Breaking the code in Japanese workplaces
A JAPANESE woman whose campaign against mandatory high heels in the workplace won broad public support has stepped up her fight against strict corporate dress codes — including a de-facto ban on women wearing glasses.
Actress and freelance writer Yumi Ishikawa shot to prominence this year with her drive against Japanese office culture, in which high heels are seen as near-obligatory when job-hunting or working in the office.
Known by the slogan “#KuToo” — a play on the Japanese word “kutsu,” meaning shoes, and “kutsuu,” meaning pain — the campaign was chosen on Monday as one of the buzzwords of the year.
Ishikawa’s latest petition to relax the rules, delivered to the labor ministry on Tuesday, has attracted more than 31,000 signatures.
“The root cause of the problem is that (there are companies) that have rules for women only — such as a ban on wearing glasses or a requirement to wear make-up,” the 32-year-old told reporters.
“This practice has to be reviewed.”
Campaigners had already submitted a petition to the government in June which called for legislation to declare the obligatory wearing of high heels as harassment.
But Ishikawa said progress had been lukewarm and she was “shocked to see there was no mention of high heels” in the government’s draft rules published in October.
An official who received the petition said the labor ministry would “consider the petition as one of the opinions” before making a final decision on new government rules to counter harassment in workplace.
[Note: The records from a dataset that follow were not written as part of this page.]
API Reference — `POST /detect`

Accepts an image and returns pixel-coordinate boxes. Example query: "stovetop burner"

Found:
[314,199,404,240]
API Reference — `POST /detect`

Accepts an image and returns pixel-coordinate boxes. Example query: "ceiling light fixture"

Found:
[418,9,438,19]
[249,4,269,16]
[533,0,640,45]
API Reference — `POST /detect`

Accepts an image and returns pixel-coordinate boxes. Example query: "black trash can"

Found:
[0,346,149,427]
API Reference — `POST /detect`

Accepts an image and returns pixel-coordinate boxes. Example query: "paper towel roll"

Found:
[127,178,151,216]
One 28-year-old woman said glasses were banned at her workplace because they give a “cold facial expression.”
“I’ve been wearing glasses for more than a decade because I suffer from dry eye syndrome. I feel uncomfortable wearing contact lenses and am worried that my eye disease may get worse,” said the receptionist.
Campaigners say high heels are akin to modern foot-binding and some have urged other codes, such as the near-total use of business suits by men, be eased.